Inspecting the hull coating.
Marine paints and coatings are specifically formulated to protect and strengthen a dry bulk vessel’s hull, cargo holds, and hatch covers against damage — protecting the ship from the inside out, writes Davide Ippolito, Group Product Manager, Marine Newbuilding, Hempel A/S. Externally applying an antifouling coating solution to the hull of a ship is not a new concept but coatings technology has advanced greatly, particularly in recent years. High-performance hull coatings now deliver enhanced protection against fouling, and they optimize efficiency by lowering the maximum speed loss thereby saving fuel and minimizing a shipowner’s environmental footprint; they also improve trading flexibility.
Internally, cargo holds are constantly put to the test and are subjected to extremely harsh treatment. Cargoes range from metal ores, coal, cement, tin, steel, grains, coffee and sugar — to name a few — and the loading and unloading of these cargoes cause abrasion, impact and mechanical damage. Certain cargoes expose holds to high temperatures and harsh chemicals which can also damage and weaken the steel.
Many dry bulk cargoes are classified as ‘dangerous goods’, so it comes as no surprise that there are important codes and cargo transport guidelines that shipowners and operators strictly adhere to in order to move cargo safely from port to port. Different classes of solid bulk cargoes have their own individual handling criteria and P&I Clubs publish guidelines on preparing cargo holds for their loading and safe transportation. Keeping abreast of these regulations is vital in ensuring the safety of a vessel and protecting the cargo both from incidental or environmental damage.

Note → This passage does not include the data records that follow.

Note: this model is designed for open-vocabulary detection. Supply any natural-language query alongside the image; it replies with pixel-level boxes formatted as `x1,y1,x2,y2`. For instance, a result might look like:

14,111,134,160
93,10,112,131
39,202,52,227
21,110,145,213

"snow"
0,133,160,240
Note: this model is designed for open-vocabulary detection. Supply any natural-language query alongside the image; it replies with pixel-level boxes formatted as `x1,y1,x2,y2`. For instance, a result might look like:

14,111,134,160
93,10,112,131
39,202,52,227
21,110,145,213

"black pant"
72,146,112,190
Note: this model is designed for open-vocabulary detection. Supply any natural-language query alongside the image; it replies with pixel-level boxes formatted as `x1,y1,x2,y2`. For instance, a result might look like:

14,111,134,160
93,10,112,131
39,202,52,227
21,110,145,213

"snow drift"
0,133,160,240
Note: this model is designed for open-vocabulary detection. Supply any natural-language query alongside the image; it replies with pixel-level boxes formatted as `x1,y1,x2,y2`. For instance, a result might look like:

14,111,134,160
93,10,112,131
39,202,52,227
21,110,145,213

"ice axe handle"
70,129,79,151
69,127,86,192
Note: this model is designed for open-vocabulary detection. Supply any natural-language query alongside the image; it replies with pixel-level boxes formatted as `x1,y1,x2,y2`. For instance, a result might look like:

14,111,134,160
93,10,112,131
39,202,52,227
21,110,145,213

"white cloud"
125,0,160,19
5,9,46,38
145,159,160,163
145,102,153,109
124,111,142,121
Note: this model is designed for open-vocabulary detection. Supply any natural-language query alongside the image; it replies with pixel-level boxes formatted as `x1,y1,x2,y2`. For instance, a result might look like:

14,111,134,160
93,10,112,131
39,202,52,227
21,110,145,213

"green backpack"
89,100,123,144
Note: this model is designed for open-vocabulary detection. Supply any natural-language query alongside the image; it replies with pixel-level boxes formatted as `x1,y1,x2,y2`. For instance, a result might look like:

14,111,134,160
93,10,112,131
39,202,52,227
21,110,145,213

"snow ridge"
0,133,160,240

It’s what’s inside that counts
Protecting a vessel from harm for the long term is in everyone’s best interest. The right cargo hold coating enhances operational efficiency from the outset. By investing in the right tool, such as Hempel’s Hempadur Ultra-Strength Fibre 47510 cargo hold coating, shipowners can benefit from faster turnaround times in ports as the holds are easier to clean. They are protected against damage and corrosion, and out-of-service time is minimized — up to 40% reduction in maintenance costs compared with standard epoxy coatings, which have traditionally been applied to dry bulk cargo holds.
Hempadur Ultra-Strength Fibre 47510 incorporates a unique combination of superior mechanical resistance with a fibre and self-toughening technology that delivers the most robust and reliable cargo protection for cargo holds currently available.
Importantly, the heavy-duty nature of the coating provides superior resistance to abrasion, impact, cracking and chemical attack, combined with an easy-to-clean smooth surface to avoid contamination between cargoes.
Hempel’s hold coatings can be applied with various degrees of surface preparation, making it easier for applicators to apply and greatly minimizing repair costs. Fast curing times of just three days before carrying the first hard cargo and a ten-year maintenance major repair interval offer fast return to service and reduced repaired costs during the coating service life.
A protective exoskeleton
Trading flexibility is crucial for dry bulk shipowners as the shipping industry continues to face challenging times. Using the same patented microfibre technology as the Hempadur Ultra Strength Fibre, Hempel recently launched a new powerful antifouling coating Atlantic+. Designed to protect the hull from fouling throughout service intervals of up to 60 months, Atlantic+ is suitable for all water temperatures ensuring complete operational efficiency.
The science behind the microfibre technology involves introducing an internal skeleton of fibres into the paint to enhance its mechanical strength — in the same way that steel rods can be inserted into concrete to reinforce a physical structure. Strengthening the antifouling coating in this way means ensuring protection from fouling on areas exposed to impact and abrasion; improving ‘overcoatability’; reducing the areas to blast; and ultimately decreasing the costs for the ship’s dry docking.
Applying the right coatings to the external and internal structures of a vessel is vital to maximising operational efficiency. By putting your best foot forward and investing for the long term, shipowners and operators can generate more sustainable operations, minimize downtime and maximize savings. The market is not out of the doldrums yet and will continue to face challenges but by looking at the big picture — and selecting the optimum coating solution — shipowners can make creditable gains.